Anger over buy up of all UK feed wheat by grain company

Britain’s most powerful grain company, jointly owned by Cargill and Associated British Foods, bought and took delivery of all the available UK feed wheat last month.

The series of purchases by Frontier Agriculture, described by a number of traders as “unprecedented”, will reignite growing concerns among food manufacturers and campaign groups over the potential for giant trading companies and financiers with deep pockets to profit and even distort commodity markets, reported The Telegraph.

Traders told the Bureau of Investigative Journalism that Frontier bought all available May Futures contracts on the London International Financial Futures and Options Exchange (Liffe) in the period running up to the tender date in the last week of April. Feed wheat sets the benchmark price for wheat used in food.
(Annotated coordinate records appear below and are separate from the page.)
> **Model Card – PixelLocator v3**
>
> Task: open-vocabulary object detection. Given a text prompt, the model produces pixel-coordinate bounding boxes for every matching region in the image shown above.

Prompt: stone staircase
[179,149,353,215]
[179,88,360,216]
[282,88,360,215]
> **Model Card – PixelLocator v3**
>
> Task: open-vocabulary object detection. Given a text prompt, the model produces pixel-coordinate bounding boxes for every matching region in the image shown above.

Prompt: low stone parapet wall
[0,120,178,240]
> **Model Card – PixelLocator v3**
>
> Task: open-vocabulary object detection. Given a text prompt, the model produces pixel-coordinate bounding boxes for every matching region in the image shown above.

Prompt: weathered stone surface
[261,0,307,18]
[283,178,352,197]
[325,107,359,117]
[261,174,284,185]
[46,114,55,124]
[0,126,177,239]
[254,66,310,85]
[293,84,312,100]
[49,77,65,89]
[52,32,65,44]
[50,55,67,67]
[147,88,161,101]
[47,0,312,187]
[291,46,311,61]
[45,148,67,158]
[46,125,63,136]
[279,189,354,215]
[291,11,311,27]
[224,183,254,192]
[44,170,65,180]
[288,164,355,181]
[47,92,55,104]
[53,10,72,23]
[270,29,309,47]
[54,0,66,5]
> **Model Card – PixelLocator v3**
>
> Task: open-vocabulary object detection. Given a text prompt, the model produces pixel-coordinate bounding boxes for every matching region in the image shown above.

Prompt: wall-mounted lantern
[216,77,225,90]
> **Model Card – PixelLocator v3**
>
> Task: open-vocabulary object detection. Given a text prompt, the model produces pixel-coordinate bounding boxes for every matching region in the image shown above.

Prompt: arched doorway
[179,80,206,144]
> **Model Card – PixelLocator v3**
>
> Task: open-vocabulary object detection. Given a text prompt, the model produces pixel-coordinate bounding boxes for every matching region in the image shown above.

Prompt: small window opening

In recent weeks, Frontier is believed to have taken physical delivery of approximately 225,000 tonnes of feed wheat now worth in the region of £40m in what has been described as an attempt to corner the market.

Frontier strongly rejected any suggestion of an attempt to manipulate the market. It did not confirm or deny it made the unusually large trades and refused to reveal its position. The company’s trading director, Jon Duffy, stated that all the wheat contracts it took physical delivery for were made to secure enough grain to fulfil customers’ orders.